Provisioning: the process of preparing new systems for users. In a continuous delivery scenario, this work is typically done by development or test teams. The systems are generally virtualized and instantiated on demand. Configuration of the machines to install operating systems, middleware, and so on is handled by automated system configuration management tools, which also verify that the desired configuration is maintained.
Regression testing: testing of the end-to-end system to verify that changes to an application did not negatively impact existing functionality.
Release management: the process of managing software releases from the development stage to the actual software release itself.
Shifting left: with increasing delivery speed comes increasing security risks and compliance issues across different applications, teams, and environments. Shifting left refers to integrating risk assessment, security testing, and compliance evaluation processes earlier in the delivery pipeline. Doing so makes it cheaper and easier to address potential release delays or failures, security vulnerabilities that threaten production, and IT governance violations that result in expensive fines.

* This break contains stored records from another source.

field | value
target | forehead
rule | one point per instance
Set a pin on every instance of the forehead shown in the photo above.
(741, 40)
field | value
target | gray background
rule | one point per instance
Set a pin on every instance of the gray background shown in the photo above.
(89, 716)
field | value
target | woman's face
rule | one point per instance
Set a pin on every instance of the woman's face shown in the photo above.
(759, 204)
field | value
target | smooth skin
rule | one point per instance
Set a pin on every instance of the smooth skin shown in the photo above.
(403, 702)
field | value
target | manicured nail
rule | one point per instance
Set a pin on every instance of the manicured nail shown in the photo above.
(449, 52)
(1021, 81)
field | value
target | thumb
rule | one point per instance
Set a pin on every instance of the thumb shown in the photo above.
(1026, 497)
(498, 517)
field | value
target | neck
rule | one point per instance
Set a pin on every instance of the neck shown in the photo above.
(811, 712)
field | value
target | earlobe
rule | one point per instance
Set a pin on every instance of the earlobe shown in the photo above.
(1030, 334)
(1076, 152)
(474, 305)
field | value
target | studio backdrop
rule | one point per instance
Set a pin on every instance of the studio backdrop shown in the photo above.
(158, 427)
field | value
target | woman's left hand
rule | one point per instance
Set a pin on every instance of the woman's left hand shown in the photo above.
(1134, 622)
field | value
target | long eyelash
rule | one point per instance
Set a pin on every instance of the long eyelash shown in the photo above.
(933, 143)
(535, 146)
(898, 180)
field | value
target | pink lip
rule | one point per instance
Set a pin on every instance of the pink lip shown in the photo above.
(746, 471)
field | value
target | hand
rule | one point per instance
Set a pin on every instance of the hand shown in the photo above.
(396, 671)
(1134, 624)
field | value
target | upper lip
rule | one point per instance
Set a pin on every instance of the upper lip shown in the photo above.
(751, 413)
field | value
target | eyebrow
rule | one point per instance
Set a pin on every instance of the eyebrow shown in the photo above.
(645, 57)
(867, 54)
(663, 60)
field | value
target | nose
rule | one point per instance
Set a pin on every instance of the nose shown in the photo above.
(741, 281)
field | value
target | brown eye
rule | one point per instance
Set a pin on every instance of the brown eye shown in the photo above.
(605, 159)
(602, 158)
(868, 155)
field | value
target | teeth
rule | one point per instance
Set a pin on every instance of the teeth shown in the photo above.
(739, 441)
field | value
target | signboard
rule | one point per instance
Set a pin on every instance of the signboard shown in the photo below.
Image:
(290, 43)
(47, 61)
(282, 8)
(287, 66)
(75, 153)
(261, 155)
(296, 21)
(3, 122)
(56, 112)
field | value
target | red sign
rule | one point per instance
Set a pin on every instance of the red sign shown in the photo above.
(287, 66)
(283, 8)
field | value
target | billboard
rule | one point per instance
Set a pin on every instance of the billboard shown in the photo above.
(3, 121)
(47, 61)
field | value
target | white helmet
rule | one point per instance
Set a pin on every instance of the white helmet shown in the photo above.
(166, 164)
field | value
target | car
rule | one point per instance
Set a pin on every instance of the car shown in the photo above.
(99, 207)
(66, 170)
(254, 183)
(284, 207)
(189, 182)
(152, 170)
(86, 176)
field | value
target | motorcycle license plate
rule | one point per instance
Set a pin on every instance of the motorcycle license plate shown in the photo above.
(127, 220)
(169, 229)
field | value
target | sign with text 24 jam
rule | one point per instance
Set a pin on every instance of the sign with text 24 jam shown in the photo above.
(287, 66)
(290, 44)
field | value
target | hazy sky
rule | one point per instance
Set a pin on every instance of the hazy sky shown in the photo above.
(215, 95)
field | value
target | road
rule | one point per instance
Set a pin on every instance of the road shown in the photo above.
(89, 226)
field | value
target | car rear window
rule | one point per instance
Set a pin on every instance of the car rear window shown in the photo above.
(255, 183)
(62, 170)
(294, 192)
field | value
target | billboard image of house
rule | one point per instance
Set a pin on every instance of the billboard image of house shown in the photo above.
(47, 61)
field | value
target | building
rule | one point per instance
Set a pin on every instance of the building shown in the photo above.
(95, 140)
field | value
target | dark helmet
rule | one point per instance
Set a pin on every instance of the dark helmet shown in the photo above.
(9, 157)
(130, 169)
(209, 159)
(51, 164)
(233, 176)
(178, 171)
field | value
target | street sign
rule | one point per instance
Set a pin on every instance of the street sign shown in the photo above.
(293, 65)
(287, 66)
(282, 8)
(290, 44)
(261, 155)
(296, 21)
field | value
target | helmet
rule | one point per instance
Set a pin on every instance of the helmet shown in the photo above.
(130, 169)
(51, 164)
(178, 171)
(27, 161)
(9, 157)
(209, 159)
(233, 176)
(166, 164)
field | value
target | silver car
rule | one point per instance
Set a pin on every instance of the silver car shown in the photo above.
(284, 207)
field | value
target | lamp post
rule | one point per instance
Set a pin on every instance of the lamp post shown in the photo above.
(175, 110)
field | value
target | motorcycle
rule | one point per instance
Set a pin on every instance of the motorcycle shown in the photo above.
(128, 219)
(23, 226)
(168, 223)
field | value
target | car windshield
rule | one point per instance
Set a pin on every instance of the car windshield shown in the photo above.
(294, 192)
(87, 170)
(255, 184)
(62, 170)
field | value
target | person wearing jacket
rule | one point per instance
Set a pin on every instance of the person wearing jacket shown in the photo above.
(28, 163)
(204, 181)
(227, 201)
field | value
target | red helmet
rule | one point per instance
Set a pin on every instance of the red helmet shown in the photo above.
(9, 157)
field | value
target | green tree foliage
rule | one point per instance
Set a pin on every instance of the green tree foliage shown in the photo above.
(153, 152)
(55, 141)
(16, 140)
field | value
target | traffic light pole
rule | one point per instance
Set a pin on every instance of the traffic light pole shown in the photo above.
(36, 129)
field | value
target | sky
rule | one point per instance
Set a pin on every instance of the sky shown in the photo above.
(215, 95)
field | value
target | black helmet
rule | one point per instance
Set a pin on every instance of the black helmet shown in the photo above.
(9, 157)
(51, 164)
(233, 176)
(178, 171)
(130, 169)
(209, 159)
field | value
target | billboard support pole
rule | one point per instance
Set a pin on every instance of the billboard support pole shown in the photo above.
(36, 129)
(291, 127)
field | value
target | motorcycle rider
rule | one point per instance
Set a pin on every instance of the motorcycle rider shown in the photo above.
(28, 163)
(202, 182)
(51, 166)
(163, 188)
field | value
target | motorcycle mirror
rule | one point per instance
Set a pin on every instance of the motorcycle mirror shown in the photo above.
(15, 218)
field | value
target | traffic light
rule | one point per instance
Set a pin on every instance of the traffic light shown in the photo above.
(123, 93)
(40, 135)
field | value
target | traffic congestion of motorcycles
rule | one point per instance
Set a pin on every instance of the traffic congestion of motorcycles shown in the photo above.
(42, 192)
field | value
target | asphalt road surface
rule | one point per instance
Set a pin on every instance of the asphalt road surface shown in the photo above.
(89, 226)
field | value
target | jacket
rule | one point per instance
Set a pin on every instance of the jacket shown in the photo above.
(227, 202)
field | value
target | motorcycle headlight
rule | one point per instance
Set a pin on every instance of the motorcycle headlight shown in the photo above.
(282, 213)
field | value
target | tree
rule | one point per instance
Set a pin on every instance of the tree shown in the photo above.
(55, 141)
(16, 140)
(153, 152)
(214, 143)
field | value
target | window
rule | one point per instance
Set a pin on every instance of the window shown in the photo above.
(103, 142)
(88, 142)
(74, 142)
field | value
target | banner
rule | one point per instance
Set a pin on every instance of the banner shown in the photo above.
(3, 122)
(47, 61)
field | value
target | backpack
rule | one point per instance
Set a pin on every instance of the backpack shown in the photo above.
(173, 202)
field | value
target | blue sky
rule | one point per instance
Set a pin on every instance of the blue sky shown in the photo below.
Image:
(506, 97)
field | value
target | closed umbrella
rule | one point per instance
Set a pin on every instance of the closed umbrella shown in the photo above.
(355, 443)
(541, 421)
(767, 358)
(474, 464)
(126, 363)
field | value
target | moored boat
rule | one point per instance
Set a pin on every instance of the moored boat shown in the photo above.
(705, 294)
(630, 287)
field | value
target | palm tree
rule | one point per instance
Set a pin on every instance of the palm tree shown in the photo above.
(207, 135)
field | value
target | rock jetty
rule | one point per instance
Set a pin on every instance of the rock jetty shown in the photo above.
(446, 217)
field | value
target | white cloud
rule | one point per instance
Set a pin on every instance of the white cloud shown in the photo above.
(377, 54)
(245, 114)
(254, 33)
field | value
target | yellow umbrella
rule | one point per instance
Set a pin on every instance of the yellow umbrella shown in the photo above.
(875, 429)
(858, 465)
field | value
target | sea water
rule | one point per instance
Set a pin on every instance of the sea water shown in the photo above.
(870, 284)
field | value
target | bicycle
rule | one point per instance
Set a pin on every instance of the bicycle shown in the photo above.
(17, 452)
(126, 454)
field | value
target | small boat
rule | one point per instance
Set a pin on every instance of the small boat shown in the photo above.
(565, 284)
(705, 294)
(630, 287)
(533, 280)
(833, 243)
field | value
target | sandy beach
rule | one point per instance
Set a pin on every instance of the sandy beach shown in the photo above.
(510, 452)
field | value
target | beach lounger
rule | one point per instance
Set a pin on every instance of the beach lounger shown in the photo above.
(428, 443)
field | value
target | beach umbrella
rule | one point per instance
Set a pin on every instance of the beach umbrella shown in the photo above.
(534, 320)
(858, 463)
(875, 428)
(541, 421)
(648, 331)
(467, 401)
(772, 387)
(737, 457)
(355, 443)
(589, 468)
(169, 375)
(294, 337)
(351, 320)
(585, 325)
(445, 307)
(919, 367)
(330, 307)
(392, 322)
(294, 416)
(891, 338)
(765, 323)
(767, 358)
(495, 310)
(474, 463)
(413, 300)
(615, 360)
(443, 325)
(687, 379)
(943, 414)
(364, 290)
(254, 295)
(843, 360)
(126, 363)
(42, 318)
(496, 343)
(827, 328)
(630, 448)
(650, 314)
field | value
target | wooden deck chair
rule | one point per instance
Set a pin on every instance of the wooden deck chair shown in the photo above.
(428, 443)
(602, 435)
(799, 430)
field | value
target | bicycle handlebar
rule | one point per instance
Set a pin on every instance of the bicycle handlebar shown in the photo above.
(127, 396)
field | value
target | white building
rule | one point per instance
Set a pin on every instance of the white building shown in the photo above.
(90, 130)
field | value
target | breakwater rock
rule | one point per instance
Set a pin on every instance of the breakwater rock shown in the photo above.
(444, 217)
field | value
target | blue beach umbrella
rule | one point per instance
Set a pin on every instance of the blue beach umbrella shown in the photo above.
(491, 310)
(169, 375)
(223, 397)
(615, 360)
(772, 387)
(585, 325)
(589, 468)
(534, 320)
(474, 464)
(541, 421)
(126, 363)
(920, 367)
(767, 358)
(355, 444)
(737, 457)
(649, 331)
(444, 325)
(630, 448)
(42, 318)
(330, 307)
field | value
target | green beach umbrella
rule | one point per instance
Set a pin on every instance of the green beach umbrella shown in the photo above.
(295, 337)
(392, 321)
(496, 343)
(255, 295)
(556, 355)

Test-driven development (TDD): a development practice in which small tests to verify the behavior of a piece of code are written before the code itself. The tests initially fail, and the aim of the developer(s) is then to add code to make them succeed.
Unit testing: code-level (i.e., does not require a fully installed end-to-end system to run) testing to verify the behavior of individual pieces of code. Test-driven development makes extensive use of unit tests to describe and verify intended behavior.
Value stream mapping: a process visualization improvement technique used heavily in lean manufacturing and engineering approaches. Value stream maps are used to identify essential process steps vs. “waste” that can be progressively eliminated from the process.
Version control system (VCS): a system that records changes to a file or set of files over time so that you can recall specific versions later. (GitHub, GitLab, Subversion, etc.)
Virtualization: a systems management approach in which users and applications do not use physical machines, but simulated systems running on actual, “real” hardware. Such “virtual machines” can be automatically created, started, stopped, cloned, and discarded in a matter of seconds, giving operations tremendous flexibility.
White box testing: a testing or quality assurance practice that is based on verifying the correct functioning of the internals of a system by examining its (internal) behavior and state as it runs.
Zero tolerance: as in, zero tolerance for failures in production. Customers have zero tolerance for failure. A deployment failure or any kind of service interruption to customer-facing software can have a catastrophic impact on an organization, especially those in highly regulated industries.